DESCRIPTION (provided by applicant): Identifying and intervening molecular pathways that directly contribute to vascular complications will have a significant clinical impact in preventing insulin dependent diabetes mellitus (IDDM)-associated vascular complications. We hypothesize that impaired physiological repair mechanisms due to altered endothelium- derived relaxation factor (nitric oxide) signaling pathway mediated by sustained high glucose is responsible for vascular complications. Under normal physiological condition, interaction of heat shock protein (Hsp-86) with endothelial nitric oxide synthase (NOS III) is responsible for nitric oxide-dependent endothelial functions. However, under high glucose condition, there is an enhanced inhibitor kB kinase activity (IKK-2), which competes out NOS lll from binding to Hsp-86. Further IKK-2 binding phosphorylates Hsp-86. This sequence of events lead to inadequate availability of Hsp-86 to NOS III, which decelerates NOS lll activity with a final outcome of integrin-focal adhesion disassembly, delayed endothelial migration and poor vascular repair. Blocking IKK-2 with genetic or pharmacological inhibitors in combination with agents, which are already in clinical practice, may open new avenues to improve nitric oxide production and reduce vascular damage in IDDM patients. The proposed study constitutes innovative approaches with the use of in vitro cell culture based assays using mammalian aortic endothelial cells. Use of genetically-induced diabetic animal model and optimized arterial injury procedures further complement the in vitro mechanistic approach. The specific aims are: Aim 1 will investigate the competitive cross talk between NOS III and IKK-2 with Hsp-86 under the influence of high glucose. The effect of sequentially altered nitric oxide signaling pathway on endothelial migration will be evaluated. Aim 2 will determine in vivo, the contribution of Hsp-86 - IKK-2 cross talk in NOS lll dysregulation in Type-1 mouse model. Aim 3 will evaluate the potentials of blocking IKK-2 independently or in combination with L-arginine in improving endothelial repair mechanism in response to arterial injury. The knowledge gained will help to identify new avenues that will improve the current treatment modalities aimed to prevent or minimize the severity of vascular complications of IDDM patients.

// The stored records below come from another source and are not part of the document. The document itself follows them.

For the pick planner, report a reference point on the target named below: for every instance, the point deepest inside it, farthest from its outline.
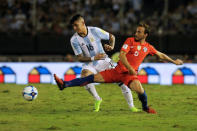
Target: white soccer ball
(30, 93)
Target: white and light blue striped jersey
(89, 45)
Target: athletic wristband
(92, 58)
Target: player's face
(140, 33)
(78, 26)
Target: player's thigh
(98, 78)
(104, 65)
(135, 85)
(88, 70)
(110, 76)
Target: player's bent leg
(136, 86)
(90, 87)
(78, 81)
(92, 90)
(98, 78)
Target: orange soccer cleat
(60, 82)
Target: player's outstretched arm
(124, 60)
(111, 43)
(164, 57)
(82, 58)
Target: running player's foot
(97, 105)
(150, 110)
(134, 109)
(60, 82)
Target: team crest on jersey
(91, 39)
(125, 46)
(104, 32)
(145, 49)
(139, 47)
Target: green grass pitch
(72, 109)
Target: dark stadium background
(39, 30)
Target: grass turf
(72, 109)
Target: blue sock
(79, 81)
(143, 99)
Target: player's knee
(98, 78)
(85, 73)
(136, 86)
(124, 88)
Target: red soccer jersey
(136, 52)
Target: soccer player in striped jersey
(87, 46)
(132, 53)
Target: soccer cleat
(150, 110)
(60, 82)
(97, 105)
(134, 109)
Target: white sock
(91, 89)
(127, 94)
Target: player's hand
(178, 62)
(108, 47)
(100, 56)
(132, 72)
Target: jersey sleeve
(152, 50)
(126, 46)
(102, 34)
(76, 47)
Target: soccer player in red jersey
(132, 53)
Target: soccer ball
(30, 93)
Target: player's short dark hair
(75, 18)
(146, 26)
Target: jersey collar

描述(申请人提供)：识别和干预直接导致血管并发症的分子通路将对预防血管并发症产生重大的临床影响。 胰岛素依赖型糖尿病(IDDM)相关血管并发症。我们推测，持续高糖介导的内皮衍生松弛因子(NO)信号通路改变导致的生理修复机制受损是血管并发症的原因。在正常生理条件下，热休克蛋白(HSP-86)与内皮型一氧化氮合酶(NOSIII)的相互作用对一氧化氮依赖的内皮功能起重要作用。然而，在高糖条件下，抑制因子kB激酶活性(IKK-2)增强，从而竞争NOS11与HSP-86的结合。此外，IKK-2结合使HSP-86磷酸化。这一系列事件导致HSP-86对NOS III的可用性不足，从而降低了NOS 111的活性，最终导致整合素局灶性黏附解体、内皮细胞迁移延迟和血管修复不良。用基因或药物抑制剂结合已在临床应用的药物来阻断IKK-2，可能会为改善IDDM患者一氧化氮的产生和减少血管损伤开辟新的途径。这项拟议的研究通过使用哺乳动物主动脉内皮细胞的体外细胞培养分析，构成了创新的方法。使用遗传诱导的糖尿病动物模型和优化的动脉损伤程序进一步补充了体外机制方法。具体目的是：目的1研究高糖影响下NOS III和IKK-2与HSP-86之间的竞争性串扰。将评估顺序改变的一氧化氮信号通路对内皮细胞迁移的影响。目的2在体内研究HSP-86-IKK-2串扰在1型小鼠一氧化氮合酶失调中的作用。目的3评价单独或与L精氨酸联合阻断IKK-2在改善动脉损伤后内皮修复机制中的作用。所获得的知识将有助于确定新的途径，改进目前旨在预防或尽量减少IDDM患者血管并发症严重程度的治疗方式。